Maestra non riesce a ricordare i nomi degli alunni: “È lo stress”. Ma scopre che è un tumore

Jess Hoffman ha scoperto di avere un glioblastoma multiforme all’età di 23 anni. È morta nel 2016 a 27. A raccontare la sua storia al quotidiano inglese The Sun, la sorella Robby: “Tutto quello che voleva era essere una brava insegnante”.

Non riusciva a ricordare i nomi dei suoi alunni e scriveva messaggi senza senso, ma non si è preoccupata, dando la colpa di queste dimenticanze allo stress da lavoro.

Invece, Jess Hoffman, maestra inglese di 27anni, è morta dopo aver scoperto di avere un tumore al cervello. I fatti risalgono allo scorso maggio, ma solo negli ultimi giorni la famiglia si è decisa a raccontare la sua storia alla stampa locale.

È stata la sorella Robby a ricordare al The Sun cosa è successo alla giovane insegnante. “Aveva 23 anni quando sono emersi i primi sintomi. Ma era un periodo difficile, quello.

La scuola dove lavorava aspettava la visita degli ispettori e lei era molto nervosa. Per questo non ci siamo allarmati quando sbagliava i nomi dei ragazzi o scriveva sms praticamente incomprensibili”.

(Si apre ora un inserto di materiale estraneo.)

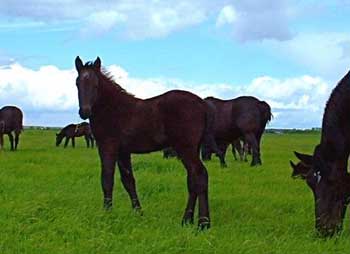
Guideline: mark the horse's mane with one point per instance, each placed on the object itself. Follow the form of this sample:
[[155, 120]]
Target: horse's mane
[[335, 104], [107, 77]]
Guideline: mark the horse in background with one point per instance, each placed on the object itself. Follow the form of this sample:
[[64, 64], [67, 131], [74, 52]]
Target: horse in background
[[246, 117], [11, 122], [71, 131], [238, 146], [326, 170], [123, 124]]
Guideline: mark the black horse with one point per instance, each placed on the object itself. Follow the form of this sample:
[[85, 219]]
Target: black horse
[[11, 121], [123, 124], [325, 171], [245, 117], [71, 131]]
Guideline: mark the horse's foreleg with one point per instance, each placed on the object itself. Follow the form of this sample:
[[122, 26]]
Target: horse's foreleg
[[87, 140], [128, 180], [197, 183], [251, 139], [192, 198], [16, 139], [108, 155], [1, 141], [11, 141], [92, 142], [66, 142]]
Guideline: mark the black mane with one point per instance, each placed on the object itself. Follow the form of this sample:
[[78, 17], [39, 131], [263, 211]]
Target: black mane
[[106, 76]]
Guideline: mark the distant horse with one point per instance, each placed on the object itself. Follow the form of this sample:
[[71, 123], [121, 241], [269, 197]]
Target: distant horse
[[237, 147], [123, 124], [245, 117], [326, 171], [11, 121], [72, 131], [169, 153]]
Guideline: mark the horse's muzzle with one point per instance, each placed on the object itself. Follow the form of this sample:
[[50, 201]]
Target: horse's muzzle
[[85, 113]]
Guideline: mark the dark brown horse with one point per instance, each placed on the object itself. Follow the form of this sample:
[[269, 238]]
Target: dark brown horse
[[11, 121], [237, 147], [123, 124], [244, 117], [71, 131], [327, 174]]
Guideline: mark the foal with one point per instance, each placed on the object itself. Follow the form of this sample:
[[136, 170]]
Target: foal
[[123, 124]]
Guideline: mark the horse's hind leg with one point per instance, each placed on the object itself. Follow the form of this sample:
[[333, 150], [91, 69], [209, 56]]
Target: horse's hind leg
[[1, 141], [128, 180], [66, 142], [11, 141], [197, 182], [16, 138], [108, 156], [238, 146], [210, 141], [251, 139], [87, 141], [92, 141]]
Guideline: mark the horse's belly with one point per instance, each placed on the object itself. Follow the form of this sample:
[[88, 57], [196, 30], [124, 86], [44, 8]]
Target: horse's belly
[[145, 143]]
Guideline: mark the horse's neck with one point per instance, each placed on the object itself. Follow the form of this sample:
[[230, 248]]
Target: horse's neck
[[115, 98], [336, 123]]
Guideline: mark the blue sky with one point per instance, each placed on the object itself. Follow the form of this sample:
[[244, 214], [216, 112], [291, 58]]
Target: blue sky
[[290, 53]]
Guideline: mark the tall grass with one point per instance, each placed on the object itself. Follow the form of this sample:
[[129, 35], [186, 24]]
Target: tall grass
[[51, 202]]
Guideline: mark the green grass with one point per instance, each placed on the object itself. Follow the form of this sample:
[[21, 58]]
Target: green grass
[[51, 202]]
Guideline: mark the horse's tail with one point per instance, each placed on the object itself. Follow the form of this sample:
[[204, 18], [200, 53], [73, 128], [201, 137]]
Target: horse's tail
[[209, 143], [265, 111]]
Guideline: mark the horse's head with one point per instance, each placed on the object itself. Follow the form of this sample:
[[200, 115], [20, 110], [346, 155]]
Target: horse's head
[[87, 84], [59, 139], [330, 192]]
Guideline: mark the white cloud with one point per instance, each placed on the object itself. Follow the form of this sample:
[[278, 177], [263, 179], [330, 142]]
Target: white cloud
[[253, 20], [102, 22], [139, 19], [325, 53], [296, 102]]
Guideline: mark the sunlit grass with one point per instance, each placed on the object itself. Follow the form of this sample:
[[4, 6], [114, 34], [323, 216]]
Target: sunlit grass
[[51, 202]]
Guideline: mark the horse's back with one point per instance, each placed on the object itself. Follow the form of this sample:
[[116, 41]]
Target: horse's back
[[12, 118], [183, 116]]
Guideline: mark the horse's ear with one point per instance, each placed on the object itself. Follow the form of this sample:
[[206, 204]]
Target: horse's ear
[[78, 63], [305, 158], [97, 63]]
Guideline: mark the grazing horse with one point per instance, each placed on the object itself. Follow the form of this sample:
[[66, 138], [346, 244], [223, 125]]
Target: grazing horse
[[245, 117], [236, 148], [11, 120], [325, 171], [72, 131], [123, 124]]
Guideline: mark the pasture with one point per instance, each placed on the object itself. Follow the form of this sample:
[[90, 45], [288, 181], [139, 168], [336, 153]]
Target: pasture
[[51, 202]]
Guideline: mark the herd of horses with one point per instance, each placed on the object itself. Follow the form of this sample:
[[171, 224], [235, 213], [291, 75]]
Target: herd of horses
[[184, 125]]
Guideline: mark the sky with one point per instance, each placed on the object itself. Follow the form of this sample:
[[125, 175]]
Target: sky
[[290, 53]]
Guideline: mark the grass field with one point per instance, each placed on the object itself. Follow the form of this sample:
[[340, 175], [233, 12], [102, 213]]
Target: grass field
[[51, 202]]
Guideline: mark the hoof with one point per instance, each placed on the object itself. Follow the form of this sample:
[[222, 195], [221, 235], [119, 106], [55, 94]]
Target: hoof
[[138, 210], [223, 165], [254, 164], [188, 218], [203, 223]]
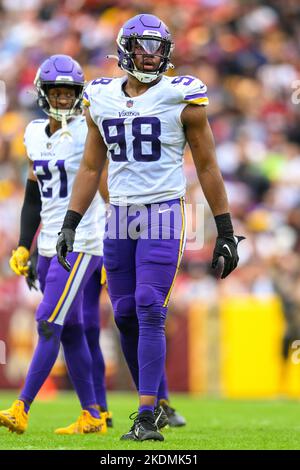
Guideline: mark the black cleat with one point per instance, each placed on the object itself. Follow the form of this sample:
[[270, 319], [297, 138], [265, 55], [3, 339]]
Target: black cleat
[[160, 417], [175, 420], [143, 428]]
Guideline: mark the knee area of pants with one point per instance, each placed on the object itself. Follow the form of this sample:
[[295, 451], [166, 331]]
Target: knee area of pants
[[72, 332], [47, 330], [125, 311], [145, 296]]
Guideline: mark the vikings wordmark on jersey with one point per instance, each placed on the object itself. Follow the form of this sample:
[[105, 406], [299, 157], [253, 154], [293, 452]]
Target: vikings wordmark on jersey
[[55, 164], [144, 136]]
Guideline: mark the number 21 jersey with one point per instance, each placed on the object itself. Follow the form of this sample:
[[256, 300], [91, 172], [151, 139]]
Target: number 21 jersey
[[56, 160], [144, 136]]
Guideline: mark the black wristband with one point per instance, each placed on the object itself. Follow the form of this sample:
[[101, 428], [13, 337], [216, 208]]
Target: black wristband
[[224, 225], [30, 214], [71, 220]]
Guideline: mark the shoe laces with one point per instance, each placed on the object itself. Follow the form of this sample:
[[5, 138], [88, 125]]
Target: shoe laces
[[140, 419], [168, 409], [17, 411]]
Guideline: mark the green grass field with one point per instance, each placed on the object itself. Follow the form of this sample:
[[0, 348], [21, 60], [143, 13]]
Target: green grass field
[[212, 424]]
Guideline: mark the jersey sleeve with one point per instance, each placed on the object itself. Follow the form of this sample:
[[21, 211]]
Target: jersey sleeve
[[193, 91], [26, 138]]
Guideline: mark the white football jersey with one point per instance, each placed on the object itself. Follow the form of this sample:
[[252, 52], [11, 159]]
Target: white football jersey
[[144, 136], [56, 160]]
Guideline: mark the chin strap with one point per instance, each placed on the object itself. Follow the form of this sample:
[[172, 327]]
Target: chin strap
[[65, 134], [109, 56]]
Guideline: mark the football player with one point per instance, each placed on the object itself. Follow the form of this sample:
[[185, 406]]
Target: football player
[[142, 122], [68, 312]]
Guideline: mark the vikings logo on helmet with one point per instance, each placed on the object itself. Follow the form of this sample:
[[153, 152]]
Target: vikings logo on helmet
[[150, 33], [59, 70]]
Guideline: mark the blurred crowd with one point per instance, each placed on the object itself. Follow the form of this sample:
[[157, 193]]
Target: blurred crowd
[[248, 54]]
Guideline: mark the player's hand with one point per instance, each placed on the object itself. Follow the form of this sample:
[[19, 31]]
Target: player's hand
[[227, 248], [103, 276], [19, 261], [64, 245], [31, 278]]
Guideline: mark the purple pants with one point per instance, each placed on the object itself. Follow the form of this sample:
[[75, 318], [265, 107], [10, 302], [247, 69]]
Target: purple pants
[[66, 293], [143, 246]]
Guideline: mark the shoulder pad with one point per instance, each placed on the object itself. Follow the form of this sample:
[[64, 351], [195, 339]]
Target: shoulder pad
[[192, 90]]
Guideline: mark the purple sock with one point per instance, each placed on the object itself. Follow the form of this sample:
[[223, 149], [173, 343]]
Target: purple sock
[[143, 408], [93, 411], [79, 363], [98, 366], [152, 346], [126, 321], [44, 357], [163, 388]]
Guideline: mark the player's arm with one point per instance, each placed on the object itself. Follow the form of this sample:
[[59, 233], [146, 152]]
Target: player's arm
[[103, 188], [29, 223], [85, 186], [200, 139]]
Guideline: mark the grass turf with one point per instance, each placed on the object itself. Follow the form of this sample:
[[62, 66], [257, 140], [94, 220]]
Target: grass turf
[[212, 424]]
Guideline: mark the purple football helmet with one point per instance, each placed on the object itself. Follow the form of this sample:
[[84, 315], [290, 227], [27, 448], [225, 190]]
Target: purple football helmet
[[150, 34], [59, 71]]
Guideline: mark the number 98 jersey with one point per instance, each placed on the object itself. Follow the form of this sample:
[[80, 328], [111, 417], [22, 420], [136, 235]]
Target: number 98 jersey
[[144, 136], [56, 160]]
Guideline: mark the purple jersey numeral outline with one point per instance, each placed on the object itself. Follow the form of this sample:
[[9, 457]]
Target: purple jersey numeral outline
[[138, 138], [180, 79], [47, 176]]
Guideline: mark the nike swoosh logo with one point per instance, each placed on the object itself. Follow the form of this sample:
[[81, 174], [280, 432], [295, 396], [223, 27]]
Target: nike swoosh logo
[[226, 246], [164, 210]]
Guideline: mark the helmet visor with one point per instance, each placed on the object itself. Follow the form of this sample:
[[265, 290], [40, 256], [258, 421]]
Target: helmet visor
[[151, 46]]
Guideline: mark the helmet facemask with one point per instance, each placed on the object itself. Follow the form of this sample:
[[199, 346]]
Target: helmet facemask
[[147, 46], [57, 113]]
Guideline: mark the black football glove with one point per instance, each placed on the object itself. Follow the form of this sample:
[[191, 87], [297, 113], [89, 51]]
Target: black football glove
[[31, 278], [227, 248], [64, 245]]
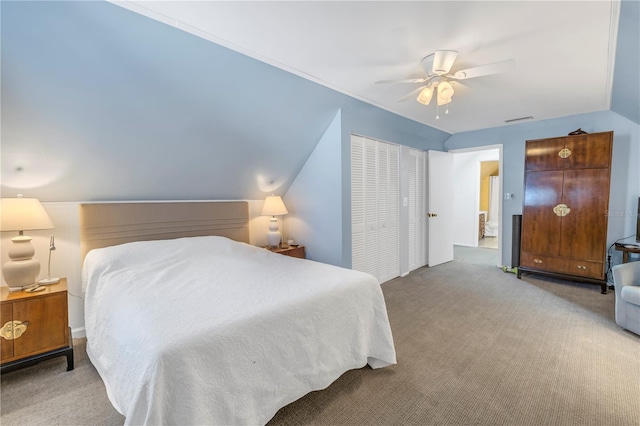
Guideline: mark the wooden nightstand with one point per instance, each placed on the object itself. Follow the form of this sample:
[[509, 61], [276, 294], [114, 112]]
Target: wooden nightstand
[[35, 327], [293, 251]]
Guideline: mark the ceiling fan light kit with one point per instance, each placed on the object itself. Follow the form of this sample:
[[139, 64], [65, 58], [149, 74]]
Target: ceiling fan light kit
[[437, 67]]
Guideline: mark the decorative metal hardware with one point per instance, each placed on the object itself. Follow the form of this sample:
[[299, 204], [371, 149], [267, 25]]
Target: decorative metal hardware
[[564, 153], [561, 210], [13, 329]]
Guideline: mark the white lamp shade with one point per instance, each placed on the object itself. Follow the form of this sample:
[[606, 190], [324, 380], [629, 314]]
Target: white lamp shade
[[23, 214], [273, 206]]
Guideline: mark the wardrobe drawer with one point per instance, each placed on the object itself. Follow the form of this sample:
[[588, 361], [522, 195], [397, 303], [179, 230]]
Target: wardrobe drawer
[[545, 263], [587, 269]]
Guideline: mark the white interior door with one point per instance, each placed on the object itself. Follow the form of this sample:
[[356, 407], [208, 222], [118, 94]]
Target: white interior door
[[440, 207], [417, 238]]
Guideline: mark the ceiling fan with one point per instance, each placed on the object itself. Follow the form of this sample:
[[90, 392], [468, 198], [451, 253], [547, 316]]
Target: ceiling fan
[[437, 67]]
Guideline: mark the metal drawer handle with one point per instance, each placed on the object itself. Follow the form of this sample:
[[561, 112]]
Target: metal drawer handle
[[13, 329]]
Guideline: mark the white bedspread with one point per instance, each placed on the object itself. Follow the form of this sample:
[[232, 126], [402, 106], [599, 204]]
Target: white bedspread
[[210, 331]]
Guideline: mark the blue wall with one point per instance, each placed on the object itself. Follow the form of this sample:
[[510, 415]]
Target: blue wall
[[100, 103]]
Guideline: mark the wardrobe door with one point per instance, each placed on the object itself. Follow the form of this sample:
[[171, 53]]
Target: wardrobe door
[[540, 225], [584, 228]]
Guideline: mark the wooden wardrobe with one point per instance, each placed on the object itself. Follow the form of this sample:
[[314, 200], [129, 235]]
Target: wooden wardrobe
[[564, 216]]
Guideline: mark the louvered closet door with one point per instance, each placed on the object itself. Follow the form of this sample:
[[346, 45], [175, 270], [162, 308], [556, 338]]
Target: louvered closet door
[[388, 211], [417, 209], [371, 207], [357, 204], [375, 207]]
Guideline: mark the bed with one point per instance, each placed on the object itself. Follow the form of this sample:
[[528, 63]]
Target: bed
[[205, 329]]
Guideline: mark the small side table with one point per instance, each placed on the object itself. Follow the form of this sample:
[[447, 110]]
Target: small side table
[[35, 327], [293, 251]]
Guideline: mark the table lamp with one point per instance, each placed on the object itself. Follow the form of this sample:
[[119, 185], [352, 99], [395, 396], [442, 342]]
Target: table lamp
[[273, 206], [22, 214]]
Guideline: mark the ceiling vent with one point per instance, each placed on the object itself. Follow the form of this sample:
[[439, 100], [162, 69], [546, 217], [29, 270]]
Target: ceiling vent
[[519, 119]]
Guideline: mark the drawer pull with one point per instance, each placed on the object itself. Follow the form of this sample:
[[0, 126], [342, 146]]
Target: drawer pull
[[561, 210], [13, 329], [564, 153]]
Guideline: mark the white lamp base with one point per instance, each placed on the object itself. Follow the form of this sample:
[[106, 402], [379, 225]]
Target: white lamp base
[[274, 236], [21, 270]]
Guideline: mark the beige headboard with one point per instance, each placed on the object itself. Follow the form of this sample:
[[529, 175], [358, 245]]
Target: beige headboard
[[108, 224]]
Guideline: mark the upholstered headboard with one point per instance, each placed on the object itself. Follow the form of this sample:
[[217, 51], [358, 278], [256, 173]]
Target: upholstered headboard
[[108, 224]]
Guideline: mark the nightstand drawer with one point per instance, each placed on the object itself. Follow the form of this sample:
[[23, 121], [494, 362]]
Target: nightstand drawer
[[293, 251], [35, 326]]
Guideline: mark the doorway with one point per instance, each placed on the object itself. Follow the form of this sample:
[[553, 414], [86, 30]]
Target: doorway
[[478, 204]]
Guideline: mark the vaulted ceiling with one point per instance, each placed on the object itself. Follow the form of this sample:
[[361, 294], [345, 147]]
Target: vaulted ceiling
[[564, 52], [104, 103]]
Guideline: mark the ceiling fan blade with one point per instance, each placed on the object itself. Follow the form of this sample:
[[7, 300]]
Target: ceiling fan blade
[[495, 68], [411, 94], [406, 80], [443, 61]]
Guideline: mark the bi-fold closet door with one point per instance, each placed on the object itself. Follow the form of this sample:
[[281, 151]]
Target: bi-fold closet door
[[417, 208], [375, 201]]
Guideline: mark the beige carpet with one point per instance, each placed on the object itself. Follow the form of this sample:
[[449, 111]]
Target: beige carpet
[[475, 346]]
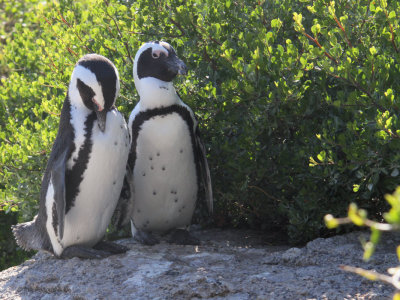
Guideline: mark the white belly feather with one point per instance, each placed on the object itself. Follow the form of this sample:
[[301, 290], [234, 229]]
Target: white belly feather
[[165, 182], [86, 222]]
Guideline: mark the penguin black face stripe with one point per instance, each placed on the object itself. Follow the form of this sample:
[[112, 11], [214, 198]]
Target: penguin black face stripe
[[74, 176], [163, 65], [105, 75], [86, 93]]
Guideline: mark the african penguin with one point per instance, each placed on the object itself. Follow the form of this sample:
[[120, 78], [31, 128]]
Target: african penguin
[[85, 171], [167, 161]]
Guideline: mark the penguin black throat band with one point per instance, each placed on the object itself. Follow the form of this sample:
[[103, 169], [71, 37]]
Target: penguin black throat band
[[74, 176]]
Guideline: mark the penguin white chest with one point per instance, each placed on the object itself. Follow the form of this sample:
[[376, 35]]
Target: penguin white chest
[[165, 180], [87, 220]]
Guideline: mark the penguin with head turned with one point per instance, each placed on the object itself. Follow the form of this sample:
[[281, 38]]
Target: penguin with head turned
[[167, 162], [85, 171]]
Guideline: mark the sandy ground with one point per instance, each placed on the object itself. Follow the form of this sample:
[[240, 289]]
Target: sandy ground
[[229, 264]]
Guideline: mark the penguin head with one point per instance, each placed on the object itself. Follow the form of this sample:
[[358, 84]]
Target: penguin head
[[158, 63], [94, 86]]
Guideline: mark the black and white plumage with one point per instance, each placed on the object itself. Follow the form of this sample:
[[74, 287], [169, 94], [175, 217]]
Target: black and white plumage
[[167, 161], [84, 174]]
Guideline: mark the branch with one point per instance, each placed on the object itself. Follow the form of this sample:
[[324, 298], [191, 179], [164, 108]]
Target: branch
[[76, 34], [391, 31], [344, 31], [120, 34], [371, 275]]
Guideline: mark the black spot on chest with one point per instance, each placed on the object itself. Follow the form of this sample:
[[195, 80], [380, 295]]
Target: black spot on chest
[[74, 176], [144, 116]]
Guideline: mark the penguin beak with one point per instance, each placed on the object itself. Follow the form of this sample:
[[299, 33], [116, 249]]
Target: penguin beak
[[101, 119], [177, 66]]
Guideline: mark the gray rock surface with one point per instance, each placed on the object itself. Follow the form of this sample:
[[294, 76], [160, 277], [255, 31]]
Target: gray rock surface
[[230, 264]]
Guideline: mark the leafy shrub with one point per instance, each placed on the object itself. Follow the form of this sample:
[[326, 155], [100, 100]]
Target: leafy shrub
[[359, 217], [297, 99]]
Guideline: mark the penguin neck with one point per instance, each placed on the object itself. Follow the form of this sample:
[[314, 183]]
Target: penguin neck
[[78, 111], [155, 93], [76, 102]]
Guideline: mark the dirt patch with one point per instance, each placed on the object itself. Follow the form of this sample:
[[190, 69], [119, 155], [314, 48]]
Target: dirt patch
[[232, 264]]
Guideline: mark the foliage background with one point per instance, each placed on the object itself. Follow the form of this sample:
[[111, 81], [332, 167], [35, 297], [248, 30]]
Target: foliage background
[[298, 99]]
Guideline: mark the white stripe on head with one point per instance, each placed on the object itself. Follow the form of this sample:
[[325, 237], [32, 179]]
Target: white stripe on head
[[146, 86], [88, 78]]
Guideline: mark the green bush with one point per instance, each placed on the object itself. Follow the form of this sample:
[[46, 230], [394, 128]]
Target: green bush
[[298, 99]]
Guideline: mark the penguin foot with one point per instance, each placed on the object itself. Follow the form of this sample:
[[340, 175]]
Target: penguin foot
[[84, 252], [145, 238], [183, 237], [110, 247]]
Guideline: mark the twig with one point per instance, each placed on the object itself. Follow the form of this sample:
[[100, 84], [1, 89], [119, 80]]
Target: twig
[[392, 32], [319, 46], [76, 34], [344, 31], [264, 192], [120, 34]]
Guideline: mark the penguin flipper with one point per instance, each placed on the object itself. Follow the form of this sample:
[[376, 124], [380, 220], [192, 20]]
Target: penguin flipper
[[58, 181], [205, 171]]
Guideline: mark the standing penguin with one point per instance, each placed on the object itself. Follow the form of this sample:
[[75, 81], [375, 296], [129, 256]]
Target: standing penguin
[[85, 171], [167, 161]]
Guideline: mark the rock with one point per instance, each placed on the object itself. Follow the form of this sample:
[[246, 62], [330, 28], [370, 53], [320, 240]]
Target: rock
[[229, 264]]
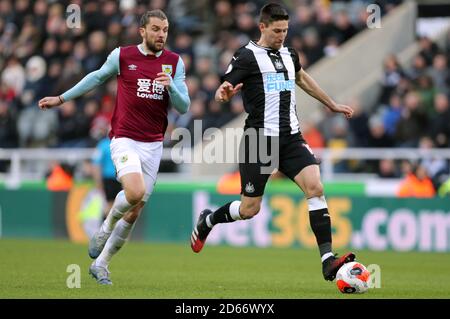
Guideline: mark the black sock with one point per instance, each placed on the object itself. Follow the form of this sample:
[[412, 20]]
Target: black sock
[[321, 226], [222, 215]]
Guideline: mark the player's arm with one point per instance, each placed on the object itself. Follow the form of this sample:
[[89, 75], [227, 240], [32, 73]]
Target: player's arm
[[310, 86], [90, 81], [177, 88]]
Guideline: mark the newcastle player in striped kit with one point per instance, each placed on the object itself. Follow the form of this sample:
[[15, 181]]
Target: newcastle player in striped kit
[[267, 73], [149, 78]]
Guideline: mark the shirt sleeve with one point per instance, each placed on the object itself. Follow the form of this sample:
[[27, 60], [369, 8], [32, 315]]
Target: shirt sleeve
[[178, 92], [95, 78], [238, 69], [295, 59]]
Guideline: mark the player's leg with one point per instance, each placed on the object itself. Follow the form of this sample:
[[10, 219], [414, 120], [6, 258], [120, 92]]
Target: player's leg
[[129, 172], [298, 162], [115, 230], [137, 189], [132, 193], [309, 181], [253, 183]]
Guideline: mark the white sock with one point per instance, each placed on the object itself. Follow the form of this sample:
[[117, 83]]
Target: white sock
[[117, 239], [119, 208]]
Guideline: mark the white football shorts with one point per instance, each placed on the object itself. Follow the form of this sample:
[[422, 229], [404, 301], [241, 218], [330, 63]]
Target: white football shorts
[[130, 156]]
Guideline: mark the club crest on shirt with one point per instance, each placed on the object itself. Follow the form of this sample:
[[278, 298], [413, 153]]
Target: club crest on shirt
[[167, 69], [278, 64], [249, 188]]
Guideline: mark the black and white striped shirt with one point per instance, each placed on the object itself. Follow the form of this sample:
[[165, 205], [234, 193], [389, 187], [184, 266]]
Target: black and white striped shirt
[[268, 92]]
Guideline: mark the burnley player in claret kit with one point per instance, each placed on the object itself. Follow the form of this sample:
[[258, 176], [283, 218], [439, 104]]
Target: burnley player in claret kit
[[149, 79]]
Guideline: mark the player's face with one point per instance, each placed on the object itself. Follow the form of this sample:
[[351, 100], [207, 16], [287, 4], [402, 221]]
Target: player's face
[[275, 33], [155, 34]]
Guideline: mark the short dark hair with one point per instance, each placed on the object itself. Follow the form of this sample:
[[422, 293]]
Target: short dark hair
[[272, 12], [151, 14]]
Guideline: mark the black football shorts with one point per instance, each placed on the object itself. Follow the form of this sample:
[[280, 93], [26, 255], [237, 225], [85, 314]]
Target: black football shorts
[[260, 155]]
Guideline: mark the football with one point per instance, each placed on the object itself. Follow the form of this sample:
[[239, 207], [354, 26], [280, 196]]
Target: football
[[353, 277]]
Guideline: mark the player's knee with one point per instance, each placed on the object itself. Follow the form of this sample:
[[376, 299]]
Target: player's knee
[[249, 210], [135, 195], [314, 189]]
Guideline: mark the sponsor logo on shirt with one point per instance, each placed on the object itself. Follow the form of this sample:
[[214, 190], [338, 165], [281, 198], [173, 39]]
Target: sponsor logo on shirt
[[150, 89], [275, 82], [167, 69]]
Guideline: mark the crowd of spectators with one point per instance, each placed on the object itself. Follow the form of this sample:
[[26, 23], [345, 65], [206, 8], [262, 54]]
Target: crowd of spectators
[[413, 111], [42, 54]]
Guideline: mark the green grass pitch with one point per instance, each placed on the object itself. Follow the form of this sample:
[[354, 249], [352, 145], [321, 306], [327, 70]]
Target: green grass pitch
[[37, 269]]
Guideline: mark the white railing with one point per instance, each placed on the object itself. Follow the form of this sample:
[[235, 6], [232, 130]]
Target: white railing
[[18, 170]]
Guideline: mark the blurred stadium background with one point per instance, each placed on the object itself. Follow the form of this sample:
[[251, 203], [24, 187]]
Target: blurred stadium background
[[386, 171]]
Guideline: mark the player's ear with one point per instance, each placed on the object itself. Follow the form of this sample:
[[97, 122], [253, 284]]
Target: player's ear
[[142, 31], [262, 26]]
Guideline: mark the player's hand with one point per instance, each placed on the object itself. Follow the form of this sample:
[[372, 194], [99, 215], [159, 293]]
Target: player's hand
[[49, 102], [226, 91], [344, 109], [163, 79]]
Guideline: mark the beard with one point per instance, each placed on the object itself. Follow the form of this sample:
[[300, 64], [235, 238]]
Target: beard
[[153, 46]]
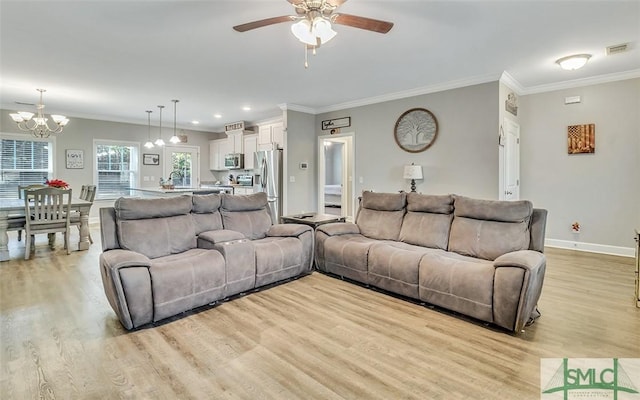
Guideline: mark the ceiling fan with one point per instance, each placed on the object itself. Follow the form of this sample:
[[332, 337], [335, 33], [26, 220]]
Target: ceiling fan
[[314, 19]]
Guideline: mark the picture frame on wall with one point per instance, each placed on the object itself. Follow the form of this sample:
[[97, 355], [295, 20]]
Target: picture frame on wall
[[151, 159], [75, 159]]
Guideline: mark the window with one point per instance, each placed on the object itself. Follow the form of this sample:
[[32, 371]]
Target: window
[[116, 168], [24, 160]]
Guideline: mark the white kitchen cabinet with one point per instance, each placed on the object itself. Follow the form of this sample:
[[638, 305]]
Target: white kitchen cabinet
[[217, 150], [242, 190], [271, 136], [250, 147]]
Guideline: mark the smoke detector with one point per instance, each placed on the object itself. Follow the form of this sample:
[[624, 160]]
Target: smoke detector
[[618, 48]]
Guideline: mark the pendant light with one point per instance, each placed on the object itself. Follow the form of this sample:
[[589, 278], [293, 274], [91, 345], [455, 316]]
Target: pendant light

Maestra non riesce a ricordare i nomi degli alunni: “È lo stress”. Ma scopre che è un tumore
Jess Hoffman

Ma la situazione è presto peggiorata. Oltre ai problemi di memoria, sono aumentati i mal di testa e Jess ha anche sviluppato capacità olfattive. Proprio per questo, si era decisa ad andare da un medico, che le ha diagnosticato in un primo momento la sinusite.

Poi, dopo esami più approfonditi, la tragica scoperta: una grossa massa si nascondeva nel suo cervello, minacciandone la vita. Si trattava, nello specifico, di un glioblastoma multiforme al quarto stadio, una forma molto pericolosa e aggressiva di cancro. Era il 2012. “Sembrava di vivere in un incubo – ha raccontato Robby -.

Ho cominciato a informarmi sulle eventuali terapie e sulla prospettiva di vita di mia sorella. Ma più ricerche facevo, più mi rendevo conto di quanto fosse disperata la situazione”.

Poco dopo, Jess ha cominciato le cure, dalla radio alla chemioterapia, che l’hanno tenuta impegnata per i due anni successivi e alle quali rispondeva in maniera positiva. Sembrava che tutto fosse stato risolto, ma nel 2015 il tumore è tornato ancora più aggressivo. Da qui, un nuovo inferno, con oltre cinque operazioni al cervello, durate fino al marzo dello scorso anno.

“Jess non ha mai parlato della  morte. Si è sempre comportata come se tutto andasse bene”. È morta a maggio del 2016. “Abbiamo provato di tutto – conclude la sorella -, anche soluzioni alternative laddove la medicina tradizionale ci sembrava insufficiente. Il suo sogno è sempre stato quello di diventare un’insegnante e amava i bambini più di ogni altra cosa. E questo le ha in parte permesso di vivere più a lungo”.